Elle passe par l’entrée principale, se dirige sans hésiter au milieu des pins, tourne à droite dans la première allée après les perpétuelles, vire encore à gauche un peu plus loin et s’arrête enfin. Elle pose son sac à terre, remonte un peu ses cheveux. Il fait une chaleur aujourd’hui que tu n’imagines pas démarre-t-elle. Tu t’en fous toi tu es au frais. Bon tu ne vas pas en croire tes oreilles. Ecoute bien.
Je ne fais que ça.
Elle est venue diner hier soir. Elle n’était pas dans une forme éblouissante mais on a commencé par parler de choses et d’autres autour d’un verre. J’avais mis au frais une bouteille de prosecco. Et puis je ne sais plus comment, la discussion a dérapé. Elle a fini par me dire, et tu es concerné toi aussi, que nous l’avions toujours passée au second plan. Toi après ta mère et moi après ma fille. Et bien tu me croiras si tu veux mais là je n’ai pas pu garder mon calme. Non mais quand même, elle exagère. Elle sort de son sac un petit pliant et s’assied dessus. Elle ajuste aussi une casquette pour se protéger du soleil, il n’y a pas beaucoup d’ombre dans cette allée. Tu ne dis rien. Non pour l’instant j’écoute, qu’est-ce que tu lui as répondu ? Je lui ai dit que c’était dégueulasse, excuse-moi du terme, de dire ça et que c’était trop injuste. J’étais dans une colère noire. Je voulais qu’elle parte, mais là j’ai fait ma petite joueuse. T’es pas d’accord avec moi qu’elle pousse le bouchon un peu loin quelque fois. Dis, tu en penses quoi toi. Je ne sais pas trop. Ah je vois on prend ses distances. C’est facile pour toi. Ne dis pas ça. Et bien si je le dis. Toi tu passes tes journées à dormir, au frais, pendant que moi je gère. Elle se redresse, lève un peu le bord de la casquette pour mieux voir, il n’y a pas grand monde. Tant mieux, elle préfère être seule pour ce genre de conversation. A part ça rien de particulier, je me bats avec les propositions dans l’atelier d’écriture que je suis, je t’en avais parlé, non. Si, si je me souviens. Et ça te plait. Oui mais par moment je rame. Elle prend son sac sur ses genoux, en sort une canette de bière qu’elle dépose devant elle et une bouteille d’eau. Allez santé, à la tienne. Elle boit au goulot, se relève, replie son siège. A la semaine prochaine, comme d’habitude, tu seras là. Ne t’inquiète pas je ne risque pas de bouger. Elle repart, seule, dans les allées nappées de chaleur, son sac en bandoulière et sort du cimetière, toujours par l’entrée principale.

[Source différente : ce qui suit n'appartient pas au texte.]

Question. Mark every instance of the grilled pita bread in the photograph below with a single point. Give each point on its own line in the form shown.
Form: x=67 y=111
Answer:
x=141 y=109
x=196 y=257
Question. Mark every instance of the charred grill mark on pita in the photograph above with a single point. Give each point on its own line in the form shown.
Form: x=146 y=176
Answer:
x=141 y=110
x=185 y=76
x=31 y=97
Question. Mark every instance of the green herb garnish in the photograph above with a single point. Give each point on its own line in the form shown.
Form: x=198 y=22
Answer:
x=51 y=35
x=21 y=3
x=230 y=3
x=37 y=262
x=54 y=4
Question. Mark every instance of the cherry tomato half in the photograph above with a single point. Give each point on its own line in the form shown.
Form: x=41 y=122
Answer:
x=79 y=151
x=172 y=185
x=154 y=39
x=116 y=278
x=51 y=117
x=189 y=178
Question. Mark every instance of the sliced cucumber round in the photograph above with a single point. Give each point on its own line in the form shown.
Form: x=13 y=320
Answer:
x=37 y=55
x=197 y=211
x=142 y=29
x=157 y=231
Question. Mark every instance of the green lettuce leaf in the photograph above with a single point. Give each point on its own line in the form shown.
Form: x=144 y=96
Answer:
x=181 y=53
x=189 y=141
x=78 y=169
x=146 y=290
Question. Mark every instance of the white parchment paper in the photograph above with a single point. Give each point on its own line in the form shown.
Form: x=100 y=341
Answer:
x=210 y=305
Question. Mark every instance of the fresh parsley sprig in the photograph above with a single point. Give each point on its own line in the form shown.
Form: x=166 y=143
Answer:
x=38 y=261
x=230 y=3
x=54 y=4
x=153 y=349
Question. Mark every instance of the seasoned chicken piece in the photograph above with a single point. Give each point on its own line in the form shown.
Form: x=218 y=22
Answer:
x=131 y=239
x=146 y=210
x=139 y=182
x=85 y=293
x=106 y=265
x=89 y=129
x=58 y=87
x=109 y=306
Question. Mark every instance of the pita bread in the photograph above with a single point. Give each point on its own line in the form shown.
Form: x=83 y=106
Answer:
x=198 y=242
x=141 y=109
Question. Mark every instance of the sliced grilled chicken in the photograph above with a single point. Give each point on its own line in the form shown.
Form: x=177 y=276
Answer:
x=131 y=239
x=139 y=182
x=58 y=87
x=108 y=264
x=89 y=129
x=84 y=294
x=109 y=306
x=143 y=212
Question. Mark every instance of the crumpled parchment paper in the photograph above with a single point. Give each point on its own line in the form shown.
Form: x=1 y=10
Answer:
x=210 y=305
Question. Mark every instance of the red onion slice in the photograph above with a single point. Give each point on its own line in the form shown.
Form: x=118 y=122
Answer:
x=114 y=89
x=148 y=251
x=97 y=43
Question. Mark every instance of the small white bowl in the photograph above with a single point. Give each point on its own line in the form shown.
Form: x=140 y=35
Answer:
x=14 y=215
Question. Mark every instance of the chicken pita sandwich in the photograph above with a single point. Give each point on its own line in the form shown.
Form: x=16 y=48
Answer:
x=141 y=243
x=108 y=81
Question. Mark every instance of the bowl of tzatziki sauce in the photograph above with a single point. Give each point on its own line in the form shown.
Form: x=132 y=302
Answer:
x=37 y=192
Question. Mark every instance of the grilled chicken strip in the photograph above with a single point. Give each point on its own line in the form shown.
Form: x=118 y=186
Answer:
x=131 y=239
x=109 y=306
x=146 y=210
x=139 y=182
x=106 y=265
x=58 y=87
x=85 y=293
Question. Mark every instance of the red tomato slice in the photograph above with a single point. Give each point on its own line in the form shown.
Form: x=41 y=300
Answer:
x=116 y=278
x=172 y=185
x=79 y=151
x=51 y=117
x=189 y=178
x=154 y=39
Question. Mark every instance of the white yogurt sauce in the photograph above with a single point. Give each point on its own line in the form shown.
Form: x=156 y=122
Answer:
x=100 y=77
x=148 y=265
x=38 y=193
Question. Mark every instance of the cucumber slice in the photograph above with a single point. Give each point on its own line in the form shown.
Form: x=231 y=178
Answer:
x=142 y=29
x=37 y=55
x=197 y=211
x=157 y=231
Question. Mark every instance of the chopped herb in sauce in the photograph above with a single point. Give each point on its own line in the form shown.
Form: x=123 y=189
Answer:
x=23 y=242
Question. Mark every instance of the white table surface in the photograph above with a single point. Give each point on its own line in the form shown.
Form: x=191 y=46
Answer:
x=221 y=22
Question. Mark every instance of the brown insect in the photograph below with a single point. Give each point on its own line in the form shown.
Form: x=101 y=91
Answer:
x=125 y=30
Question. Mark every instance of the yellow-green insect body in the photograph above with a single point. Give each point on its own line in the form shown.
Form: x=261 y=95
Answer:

Voilà une visite au cimetière plutôt rafraîchissante… Humour de situation, ton décalé et mise en abyme du travail en atelier, trois ingrédients qui nous donnent aussi envie de revenir la semaine prochaine. Et promis, moi aussi, j’apporterai mon petit pliant !
Merci Zoé pour votre commentaire, le pliant et à boire !
encore une confirmation de la règle parfaitement connue (et donc, vérifiée, une fois de plus) : « la bière mène à la bière ». Merci à vous.
Merci Piero, je ne la connaissais pas cette règle mais ça m’a fait bien rire.